RSS
Facebook
Twitter

September 29, 2015

Pernikahan Semasa Jahiliyah

Syaikh Shafiyyurrahman Al-Mubarakfury hafizhahullah, dalam kitabnya yang berjudul “Sirah Nabawiyah Ar-Rahiqul Makhtum”, mengatakan bahwa ada beberapa jenis pernikahan selama jaman jahiliyah. Diriwayatkan oleh Abu Dawud, dari Ummul Mukminin Aisyah binti Abu Bakr RA, ia mengatakan bahwa ada 4 jenis pernikahan semasa jahiliyah, yakni:

1. Pernikahan secara spontan, yakni seorang laki-laki mengajukan lamaran kepada laki-laki lain yang menjadi wali wanita, lalu dia bisa menikahinya setelah menyerahkan mas kawin seketika itu juga.

2. Seorang laki-laki bisa berkata kepada istrinya yang baru suci dari haid, “temuilah si fulan dan berkumpullah (bersetubuh) dengannya!”. Suaminya tidak mengumpulinya dan sama sekali tidak menyentuhnya, hingga ada kejelasan bahwa istrinya hamil dari orang yang disuruh mengumpulinya.
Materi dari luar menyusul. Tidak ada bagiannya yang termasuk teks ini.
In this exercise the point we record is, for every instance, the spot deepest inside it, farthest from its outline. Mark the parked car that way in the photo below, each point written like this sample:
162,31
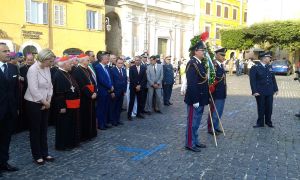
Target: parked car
282,67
Jika sudah jelas kehamilannya, suami bisa mengambil kembali istrinya jika memang ia menghendaki itu. Hal ini dilakukan karena suaminya menghendaki kelahiran anak yang baik dan pintar. Pernikahan semacam ini disebut dengan pernikahan istibdha’.

3. Pernikahan poliandri, yakni pernikahan beberapa orang laki-laki yang jumlahnya tidak mencapai sepuluh orang, yang semuanya mengumpuli seorang wanita. Setelah wanita itu hamil dan melahirkan bayinya, ia mengundang semua laki-laki yang pernah berkumpul dengannya. Lalu ia berkata, “kalian sudah mengetahui apa yang sudah terjadi dan kini aku telah melahirkan. Bayi ini adalah anakmu wahai fulan!”. Ia menunjuk siapapun yang ia sukai diantara mereka seraya menyebutkan namanya, lalu laki-laki itu pun mengambil bayinya.

4. Sekian banyak laki-laki bisa mendatangi wanita yang dikehendakinya, yang juga disebut wanita palacur. Biasanya mereka memasang bendera khusus di depan pintu rumahnya, sebagai tanda bagi laki-laki yang ingin mengumpulinya. Jika ia hamil dan melahirkan anak, ia bisa mengundang semua laki-laki yang pernah mengumpulinya. Setelah semuanya berkumpul, diselenggarakan undian. Siapa yang namanya keluar dari undian tersebut, ia lah yang berhak mengambil anak itu dan tidak bisa menolaknya.